At COP15 in Copenhagen in 2009, rich countries pledged to provide US $ 100 billion per year by 2020, which led to the official creation in 2010 of the Green Climate Fund to support developing economies to fight climate change. Whichever measure or definition of climate finance you use, we clearly haven’t hit the US $ 100 billion per year target yet. This figure will instead be reached in 2023 according to the latest estimates, although some at COP26 are more optimistic: both EU Ursula von Leyden and US climate envoy John Kerry have said the target will be reached in 2022.
However, because there is no clear definition of what counts as climate finance, there are huge variations in the estimates of what has been committed so far. The OECD estimate (on which the COP26 climate finance plan is based) is at the high end, while Oxfam estimates that just over a fifth of what has been promise has materialized so far.
How much does it really take
Estimates of the amount of finance needed to truly decarbonise the global economy range from $ 50,000 to $ 90 trillion. With a trillion out of a trillion, that US $ 100 billion everyone is referring to is just a decimal point.
It is also almost impossible to determine exactly how much green funding will be needed, as the total amount required depends on where the money is going and how quickly we spend it. Early investments in new technologies generate rapid cost reductions and will reduce asset lock-up (wasted investments in already obsolete carbon-intensive infrastructure). Any further delay simply slows down innovation and worsens the climate crisis.

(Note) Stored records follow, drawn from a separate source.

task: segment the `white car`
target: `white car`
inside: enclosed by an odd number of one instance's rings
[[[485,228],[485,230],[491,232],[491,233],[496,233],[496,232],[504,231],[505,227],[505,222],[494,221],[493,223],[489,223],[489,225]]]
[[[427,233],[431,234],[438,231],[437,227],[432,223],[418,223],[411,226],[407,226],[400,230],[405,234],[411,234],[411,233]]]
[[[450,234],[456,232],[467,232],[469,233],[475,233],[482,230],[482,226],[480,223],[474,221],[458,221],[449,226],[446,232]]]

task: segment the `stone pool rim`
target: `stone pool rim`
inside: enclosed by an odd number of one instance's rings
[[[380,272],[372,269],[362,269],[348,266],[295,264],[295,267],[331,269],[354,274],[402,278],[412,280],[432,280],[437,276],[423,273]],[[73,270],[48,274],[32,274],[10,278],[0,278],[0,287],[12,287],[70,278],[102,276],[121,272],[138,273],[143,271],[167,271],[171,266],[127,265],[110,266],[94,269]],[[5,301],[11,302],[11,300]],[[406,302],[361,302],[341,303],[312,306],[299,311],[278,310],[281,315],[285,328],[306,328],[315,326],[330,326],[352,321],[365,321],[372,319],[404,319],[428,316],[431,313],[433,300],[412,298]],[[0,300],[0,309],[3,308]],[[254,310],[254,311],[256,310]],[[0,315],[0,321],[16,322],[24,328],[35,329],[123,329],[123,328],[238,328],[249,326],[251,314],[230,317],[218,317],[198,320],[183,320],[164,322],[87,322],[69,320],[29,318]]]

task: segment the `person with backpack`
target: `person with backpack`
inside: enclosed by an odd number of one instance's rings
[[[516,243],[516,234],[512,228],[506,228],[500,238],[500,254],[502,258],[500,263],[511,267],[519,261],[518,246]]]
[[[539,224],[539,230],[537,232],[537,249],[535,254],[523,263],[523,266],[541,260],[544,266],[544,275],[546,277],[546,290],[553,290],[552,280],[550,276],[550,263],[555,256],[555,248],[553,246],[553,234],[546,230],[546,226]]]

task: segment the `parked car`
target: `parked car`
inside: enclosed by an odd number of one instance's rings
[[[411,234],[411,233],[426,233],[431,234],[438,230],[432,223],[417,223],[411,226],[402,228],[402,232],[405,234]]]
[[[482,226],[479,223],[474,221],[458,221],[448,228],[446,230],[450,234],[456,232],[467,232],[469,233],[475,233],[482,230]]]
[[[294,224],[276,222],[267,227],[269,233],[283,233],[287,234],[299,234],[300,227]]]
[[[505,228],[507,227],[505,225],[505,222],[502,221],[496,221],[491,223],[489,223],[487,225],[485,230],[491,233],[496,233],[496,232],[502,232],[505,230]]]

Climate change will shrink the economies of rich, poor, hot and cold countries and make it more difficult and costly to raise the funds needed for decarbonization in the future. The cost of early action is much less than the cost of deferred action.
We have just seen a comprehensive and coordinated political response to the pandemic, with over US $ 16 trillion in government support deployed around the world (and at blazing fast speed). Climate change will require the same coordinated response, and the pandemic response shows that significant decarbonization funding can be mobilized relatively quickly.
Ultimately, mobilizing climate finance is a win-win solution for developed and developing economies. And in the context of what will really be needed to tackle climate change, that US $ 100 billion is really just a distraction.
This story is part of The Conversation’s coverage of COP26, the Glasgow climate conference, by experts around the world.